| Medical hair restoration: Since the beginning of time, men, women and even children have had to endure the emotional pain and embarrassment of hair loss. A full head of hair is seen as the equivalent of those desired traits: youth, beauty and vitality. These same characteristics become more desirable.
For centuries men and women have been rubbing solutions, ointments, and concoctions on their thinning scalps in the hope of medical hair restoration. In ancient Egypt it was popular to rub the fats of various animals, including lions, hippopotamuses, crocodiles, ibex, serpents and geese, onto the scalp as a medical hair restoration technique. Hippocrates had a personal interest in medical hair restoration to find a cure for baldness as he suffered from hair loss. He developed a number of different treatments these concoctions failed miserably and he became prominently bald. These and other medical hair restoration treatment failures have continued to disappoint hair loss sufferers. Today medical hair restoration with topical hair loss treatments such as special shampoos, conditioners, various scalp treatments, and cover up products can offer a potentially helpful adjunct to more effective and proven treatments such as minoxidil (Rogaine), finasteride (Propecia), dutasteride (Avodart), and / or surgical hair restoration. However, many of the claims made for these topical treatments used in medical hair restoration are unproven and even false.

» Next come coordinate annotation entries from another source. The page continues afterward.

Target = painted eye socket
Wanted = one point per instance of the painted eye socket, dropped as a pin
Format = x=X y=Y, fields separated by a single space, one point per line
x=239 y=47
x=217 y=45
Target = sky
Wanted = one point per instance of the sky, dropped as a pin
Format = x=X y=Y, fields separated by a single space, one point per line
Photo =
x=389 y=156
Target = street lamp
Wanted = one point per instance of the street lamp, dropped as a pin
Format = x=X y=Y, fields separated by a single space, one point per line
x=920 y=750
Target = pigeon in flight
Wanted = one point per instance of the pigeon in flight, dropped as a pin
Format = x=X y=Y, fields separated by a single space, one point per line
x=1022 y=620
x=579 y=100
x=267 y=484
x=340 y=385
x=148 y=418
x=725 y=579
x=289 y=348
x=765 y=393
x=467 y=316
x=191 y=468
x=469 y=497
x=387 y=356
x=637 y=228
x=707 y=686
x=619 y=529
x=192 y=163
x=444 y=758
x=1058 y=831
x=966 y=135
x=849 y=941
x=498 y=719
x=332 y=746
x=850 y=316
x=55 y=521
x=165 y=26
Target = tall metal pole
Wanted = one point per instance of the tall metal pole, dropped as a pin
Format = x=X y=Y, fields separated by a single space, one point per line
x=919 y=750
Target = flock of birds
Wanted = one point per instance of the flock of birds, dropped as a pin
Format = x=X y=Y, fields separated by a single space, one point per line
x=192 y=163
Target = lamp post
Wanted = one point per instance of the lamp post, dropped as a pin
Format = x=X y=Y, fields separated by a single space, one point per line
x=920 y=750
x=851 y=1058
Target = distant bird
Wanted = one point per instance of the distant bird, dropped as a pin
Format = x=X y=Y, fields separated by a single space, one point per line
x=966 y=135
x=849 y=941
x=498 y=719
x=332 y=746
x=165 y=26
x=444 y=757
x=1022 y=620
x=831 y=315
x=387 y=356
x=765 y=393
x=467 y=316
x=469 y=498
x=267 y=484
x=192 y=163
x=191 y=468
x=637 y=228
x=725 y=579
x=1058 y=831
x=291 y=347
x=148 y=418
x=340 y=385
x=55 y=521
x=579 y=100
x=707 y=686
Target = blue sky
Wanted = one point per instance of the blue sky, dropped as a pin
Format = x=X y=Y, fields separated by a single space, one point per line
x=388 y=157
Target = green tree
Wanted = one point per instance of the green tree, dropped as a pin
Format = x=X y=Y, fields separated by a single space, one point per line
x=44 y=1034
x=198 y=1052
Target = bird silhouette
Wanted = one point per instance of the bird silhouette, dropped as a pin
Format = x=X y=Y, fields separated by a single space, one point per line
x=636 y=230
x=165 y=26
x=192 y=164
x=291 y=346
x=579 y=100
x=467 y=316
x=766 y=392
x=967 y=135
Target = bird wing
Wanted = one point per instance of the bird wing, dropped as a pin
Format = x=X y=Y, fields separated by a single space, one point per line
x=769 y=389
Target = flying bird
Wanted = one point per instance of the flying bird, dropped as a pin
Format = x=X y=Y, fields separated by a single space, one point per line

If you are going bald you should seriously consider medical hair restoration with hair loss drug treatments to halt or even reverse your hair loss. While there is no hair loss cure, hair loss drugs like finasteride and dutasteride used in medical hair restoration can often stop or even reverse alopecia in most people. Propecia and Advodart are taken orally once a day. It has been found that after two years of daily treatment, Propecia effectively grows hair in about 66% of patients. Also, about 83% of the subjects receiving this treatment continue to maintain their existing hair after two years. However, Propecia and Avodart have been shown to be less effective for restoration of hair in the frontal areas and hair line.
Loosing your hair took time. So too will regrowing your hair with medical hair restoration drugs such as Propecia or Avodart. These drugs require patients to take the drug daily for at least three months before any obvious changes will be noticeable. Most physicians advise taking medical hair restoration drugs for a year before evaluating their effectiveness.